Рассказывая о глубокой опале, постигшей первого фаворита императрицы, Панин представлял события таким образом, словно всё делалось самой государыней без участия других лиц. О своей роли в этом деле он не сказал ни слова. Между тем его роль была велика. Как рассказывали Репнину в русском посольстве в Берлине, где он останавливался перед отбытием на родину, именно Панин убедил её величество лишить Орлова своего расположения, запретить ему жить в Петербурге. Он же и условия создал для принятия такого решения. Именно Панин посоветовал императрице послать Орлова в Фокшаны на мирные переговоры с турками и, пока тот находился вдали от Петербурга, подобрал на роль фаворита другого человека в лице гвардейского офицера Васильчикова.

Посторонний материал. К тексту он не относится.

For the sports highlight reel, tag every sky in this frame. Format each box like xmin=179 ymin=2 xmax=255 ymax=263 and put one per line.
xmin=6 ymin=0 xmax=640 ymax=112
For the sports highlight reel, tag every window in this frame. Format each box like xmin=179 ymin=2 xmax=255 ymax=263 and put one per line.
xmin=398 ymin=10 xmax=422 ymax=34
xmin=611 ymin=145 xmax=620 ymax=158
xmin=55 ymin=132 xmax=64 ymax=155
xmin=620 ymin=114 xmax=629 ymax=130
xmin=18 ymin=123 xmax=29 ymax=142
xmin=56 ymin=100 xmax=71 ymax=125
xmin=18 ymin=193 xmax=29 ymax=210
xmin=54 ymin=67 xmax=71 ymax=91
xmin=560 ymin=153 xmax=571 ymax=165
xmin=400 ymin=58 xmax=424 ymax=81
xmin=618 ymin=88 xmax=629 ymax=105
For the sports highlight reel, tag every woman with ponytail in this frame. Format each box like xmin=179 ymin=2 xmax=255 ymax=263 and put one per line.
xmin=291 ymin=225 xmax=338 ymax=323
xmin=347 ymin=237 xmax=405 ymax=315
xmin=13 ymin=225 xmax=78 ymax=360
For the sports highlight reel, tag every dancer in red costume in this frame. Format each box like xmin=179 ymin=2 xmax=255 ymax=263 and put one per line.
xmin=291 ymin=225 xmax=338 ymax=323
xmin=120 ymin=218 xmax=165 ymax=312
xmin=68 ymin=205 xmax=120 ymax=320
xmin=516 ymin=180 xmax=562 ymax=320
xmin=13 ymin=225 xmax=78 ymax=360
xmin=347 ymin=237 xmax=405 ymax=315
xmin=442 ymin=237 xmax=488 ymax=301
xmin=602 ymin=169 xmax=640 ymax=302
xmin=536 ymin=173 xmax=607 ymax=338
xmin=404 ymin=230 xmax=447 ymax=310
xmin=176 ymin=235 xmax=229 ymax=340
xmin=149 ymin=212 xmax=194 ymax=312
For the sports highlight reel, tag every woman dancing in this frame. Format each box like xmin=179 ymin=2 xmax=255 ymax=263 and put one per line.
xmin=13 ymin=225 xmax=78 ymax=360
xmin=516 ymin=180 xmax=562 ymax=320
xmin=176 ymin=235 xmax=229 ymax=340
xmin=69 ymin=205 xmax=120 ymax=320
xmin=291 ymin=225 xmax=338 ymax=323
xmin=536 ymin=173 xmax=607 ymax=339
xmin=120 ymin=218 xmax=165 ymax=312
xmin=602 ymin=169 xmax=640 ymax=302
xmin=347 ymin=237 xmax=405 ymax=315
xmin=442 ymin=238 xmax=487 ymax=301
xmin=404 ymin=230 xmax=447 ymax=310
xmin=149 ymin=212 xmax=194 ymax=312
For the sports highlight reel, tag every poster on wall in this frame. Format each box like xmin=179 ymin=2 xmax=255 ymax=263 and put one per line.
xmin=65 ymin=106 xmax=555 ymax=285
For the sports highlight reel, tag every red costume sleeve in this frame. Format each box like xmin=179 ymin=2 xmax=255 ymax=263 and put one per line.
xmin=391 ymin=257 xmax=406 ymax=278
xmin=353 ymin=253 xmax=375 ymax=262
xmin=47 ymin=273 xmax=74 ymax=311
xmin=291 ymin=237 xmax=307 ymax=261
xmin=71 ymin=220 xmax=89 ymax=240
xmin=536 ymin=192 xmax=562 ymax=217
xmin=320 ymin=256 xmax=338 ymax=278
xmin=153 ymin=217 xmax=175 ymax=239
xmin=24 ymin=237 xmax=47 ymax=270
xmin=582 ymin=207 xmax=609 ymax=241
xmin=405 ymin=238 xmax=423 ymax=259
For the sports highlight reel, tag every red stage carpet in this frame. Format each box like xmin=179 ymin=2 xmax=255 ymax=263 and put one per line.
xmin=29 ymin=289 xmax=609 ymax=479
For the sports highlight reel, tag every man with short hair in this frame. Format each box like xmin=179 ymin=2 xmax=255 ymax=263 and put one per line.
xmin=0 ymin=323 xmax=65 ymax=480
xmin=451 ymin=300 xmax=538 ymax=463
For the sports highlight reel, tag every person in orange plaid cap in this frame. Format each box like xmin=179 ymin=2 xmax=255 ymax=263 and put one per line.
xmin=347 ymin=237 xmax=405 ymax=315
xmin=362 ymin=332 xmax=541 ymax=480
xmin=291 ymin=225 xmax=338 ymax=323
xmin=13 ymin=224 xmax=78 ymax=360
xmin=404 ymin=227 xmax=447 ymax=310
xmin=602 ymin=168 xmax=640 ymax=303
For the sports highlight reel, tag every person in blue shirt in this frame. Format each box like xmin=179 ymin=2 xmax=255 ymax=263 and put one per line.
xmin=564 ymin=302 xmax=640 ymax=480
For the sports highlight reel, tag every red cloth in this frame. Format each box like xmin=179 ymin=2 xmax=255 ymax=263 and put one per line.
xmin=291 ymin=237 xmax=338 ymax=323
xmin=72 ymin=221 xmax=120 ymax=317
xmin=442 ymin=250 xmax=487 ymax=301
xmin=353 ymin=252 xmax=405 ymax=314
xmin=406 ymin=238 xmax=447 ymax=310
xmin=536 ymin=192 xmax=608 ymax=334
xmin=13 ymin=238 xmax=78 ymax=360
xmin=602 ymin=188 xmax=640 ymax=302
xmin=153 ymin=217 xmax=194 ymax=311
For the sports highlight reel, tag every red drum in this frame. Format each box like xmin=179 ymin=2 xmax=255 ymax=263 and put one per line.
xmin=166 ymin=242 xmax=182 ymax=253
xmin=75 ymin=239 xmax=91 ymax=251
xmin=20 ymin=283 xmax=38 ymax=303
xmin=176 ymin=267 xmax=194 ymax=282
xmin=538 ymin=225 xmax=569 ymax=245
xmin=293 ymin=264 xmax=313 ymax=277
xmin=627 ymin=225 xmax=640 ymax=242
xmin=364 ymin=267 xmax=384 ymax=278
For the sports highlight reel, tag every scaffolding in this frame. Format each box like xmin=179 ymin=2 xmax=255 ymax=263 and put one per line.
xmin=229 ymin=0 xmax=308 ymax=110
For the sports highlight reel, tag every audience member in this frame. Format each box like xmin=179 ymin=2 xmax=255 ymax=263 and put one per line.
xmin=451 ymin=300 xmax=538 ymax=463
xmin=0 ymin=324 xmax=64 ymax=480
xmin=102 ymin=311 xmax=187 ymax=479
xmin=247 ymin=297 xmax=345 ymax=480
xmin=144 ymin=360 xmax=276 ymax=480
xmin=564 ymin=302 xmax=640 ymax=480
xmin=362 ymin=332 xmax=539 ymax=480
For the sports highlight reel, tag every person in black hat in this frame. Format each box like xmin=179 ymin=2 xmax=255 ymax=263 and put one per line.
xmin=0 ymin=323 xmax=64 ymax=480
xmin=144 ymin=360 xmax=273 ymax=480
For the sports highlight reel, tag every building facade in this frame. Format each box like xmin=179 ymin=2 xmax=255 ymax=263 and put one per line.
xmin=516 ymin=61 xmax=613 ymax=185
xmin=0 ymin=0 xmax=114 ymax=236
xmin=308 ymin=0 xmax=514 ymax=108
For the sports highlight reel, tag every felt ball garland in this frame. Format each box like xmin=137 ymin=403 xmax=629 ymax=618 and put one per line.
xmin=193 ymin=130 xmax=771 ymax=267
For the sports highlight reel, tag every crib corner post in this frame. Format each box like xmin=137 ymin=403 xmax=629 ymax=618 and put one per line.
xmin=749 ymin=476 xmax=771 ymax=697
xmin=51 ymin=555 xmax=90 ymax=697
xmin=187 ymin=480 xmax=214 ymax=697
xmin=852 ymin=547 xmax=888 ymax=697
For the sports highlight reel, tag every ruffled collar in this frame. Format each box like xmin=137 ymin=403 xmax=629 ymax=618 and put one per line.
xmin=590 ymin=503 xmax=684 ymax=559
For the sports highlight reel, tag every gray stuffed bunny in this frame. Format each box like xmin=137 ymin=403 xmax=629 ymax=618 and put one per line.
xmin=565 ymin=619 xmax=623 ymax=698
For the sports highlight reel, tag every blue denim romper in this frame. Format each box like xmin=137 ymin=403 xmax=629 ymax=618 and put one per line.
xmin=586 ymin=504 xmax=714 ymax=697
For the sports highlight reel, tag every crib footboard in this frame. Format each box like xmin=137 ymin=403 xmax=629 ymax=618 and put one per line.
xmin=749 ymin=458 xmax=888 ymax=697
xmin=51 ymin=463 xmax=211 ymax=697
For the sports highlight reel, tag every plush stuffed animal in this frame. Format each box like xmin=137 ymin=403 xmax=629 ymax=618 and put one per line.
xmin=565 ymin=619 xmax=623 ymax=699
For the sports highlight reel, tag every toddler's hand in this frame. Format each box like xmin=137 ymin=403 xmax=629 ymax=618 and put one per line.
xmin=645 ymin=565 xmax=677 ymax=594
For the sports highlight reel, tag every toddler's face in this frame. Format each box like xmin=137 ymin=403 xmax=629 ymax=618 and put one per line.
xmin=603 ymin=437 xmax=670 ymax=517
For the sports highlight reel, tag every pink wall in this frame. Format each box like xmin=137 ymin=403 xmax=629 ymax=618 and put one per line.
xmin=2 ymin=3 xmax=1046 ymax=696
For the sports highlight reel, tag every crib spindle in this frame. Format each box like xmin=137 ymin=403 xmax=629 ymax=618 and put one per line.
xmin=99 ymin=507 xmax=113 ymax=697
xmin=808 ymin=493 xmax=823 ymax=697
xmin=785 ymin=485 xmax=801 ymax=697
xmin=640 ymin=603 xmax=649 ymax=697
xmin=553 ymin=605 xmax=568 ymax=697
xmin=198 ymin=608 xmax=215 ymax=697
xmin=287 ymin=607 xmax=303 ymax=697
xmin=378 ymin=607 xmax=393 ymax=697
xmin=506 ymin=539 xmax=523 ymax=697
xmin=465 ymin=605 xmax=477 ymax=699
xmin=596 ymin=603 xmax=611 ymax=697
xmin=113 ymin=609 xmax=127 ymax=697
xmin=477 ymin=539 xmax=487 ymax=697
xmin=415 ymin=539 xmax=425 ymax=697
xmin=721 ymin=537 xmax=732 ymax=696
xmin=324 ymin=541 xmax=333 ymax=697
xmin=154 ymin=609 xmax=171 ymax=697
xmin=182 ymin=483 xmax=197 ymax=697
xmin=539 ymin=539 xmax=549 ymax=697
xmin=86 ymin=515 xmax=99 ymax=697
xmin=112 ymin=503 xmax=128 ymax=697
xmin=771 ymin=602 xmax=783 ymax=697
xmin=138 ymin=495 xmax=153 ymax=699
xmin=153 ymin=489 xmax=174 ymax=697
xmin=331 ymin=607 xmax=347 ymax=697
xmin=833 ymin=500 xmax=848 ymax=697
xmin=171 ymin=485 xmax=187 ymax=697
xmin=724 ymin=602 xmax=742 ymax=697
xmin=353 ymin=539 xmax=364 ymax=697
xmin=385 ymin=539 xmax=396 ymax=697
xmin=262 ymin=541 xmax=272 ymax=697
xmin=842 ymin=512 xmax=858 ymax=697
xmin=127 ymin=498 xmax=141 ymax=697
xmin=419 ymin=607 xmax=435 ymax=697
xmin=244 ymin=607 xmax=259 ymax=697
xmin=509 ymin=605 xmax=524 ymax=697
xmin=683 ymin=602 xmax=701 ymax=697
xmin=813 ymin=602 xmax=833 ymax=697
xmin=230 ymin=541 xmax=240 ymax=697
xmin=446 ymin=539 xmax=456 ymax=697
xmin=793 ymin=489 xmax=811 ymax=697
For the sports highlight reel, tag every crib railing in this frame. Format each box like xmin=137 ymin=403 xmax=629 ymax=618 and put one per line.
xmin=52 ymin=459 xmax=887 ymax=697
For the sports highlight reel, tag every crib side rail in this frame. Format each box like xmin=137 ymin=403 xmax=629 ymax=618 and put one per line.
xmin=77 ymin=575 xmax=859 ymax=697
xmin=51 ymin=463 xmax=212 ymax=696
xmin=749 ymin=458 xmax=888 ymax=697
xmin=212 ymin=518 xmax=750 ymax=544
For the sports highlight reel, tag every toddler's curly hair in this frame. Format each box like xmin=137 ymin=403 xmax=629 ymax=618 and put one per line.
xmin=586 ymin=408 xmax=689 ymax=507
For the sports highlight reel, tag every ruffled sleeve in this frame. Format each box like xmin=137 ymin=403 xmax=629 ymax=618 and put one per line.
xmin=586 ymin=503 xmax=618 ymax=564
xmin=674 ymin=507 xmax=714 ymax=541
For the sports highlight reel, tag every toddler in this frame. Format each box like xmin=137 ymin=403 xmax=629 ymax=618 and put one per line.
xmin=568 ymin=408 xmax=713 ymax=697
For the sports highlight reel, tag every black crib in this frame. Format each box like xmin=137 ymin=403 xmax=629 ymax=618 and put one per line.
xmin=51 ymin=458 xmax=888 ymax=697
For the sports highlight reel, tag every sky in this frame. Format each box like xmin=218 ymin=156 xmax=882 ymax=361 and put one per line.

Между тем мирные переговоры в Фокшанах кончились провалом. Видимо, почувствовав, что за его спиной что-то затевается, Орлов не стал ждать, когда турки согласятся с требованиями русских, и помчался обратно в Петербург. Он очень спешил, но его старания оказались напрасными. На одной из станций ему неожиданно объявили, что лошади для продолжения пути в Петербург его сиятельству даваться более не будут, именем императрицы ему приказали вернуться в Москву или ехать в любое их своих имений...
- Что ты теперь намерен делать? - спросил Панин задумавшегося гостя. - Вернёшься в армию?
- Куда же ещё? - Помолчав, Репнин добавил: - Меня не покидает чувство, что этот год пребывания на водах я как бы потерял из своей жизни, как теряют вещь из багажа, о которой вспоминают только в конце пути. Если не считать лечения, этот год не дал мне никаких новых надежд.
- Это у тебя от усталости, - убеждённо сказал Панин. - Скоро всё пройдёт и ты снова станешь нормальным человеком.
...В действующую армию Репнин выехал только в феврале 1774 года. До Киева ехал по санному пути, но потом пришлось пересесть на колеса: началась весенняя распутица. Ехал долго и мучительно тяжело. Однако к началу новой военной кампании он всё-таки успел.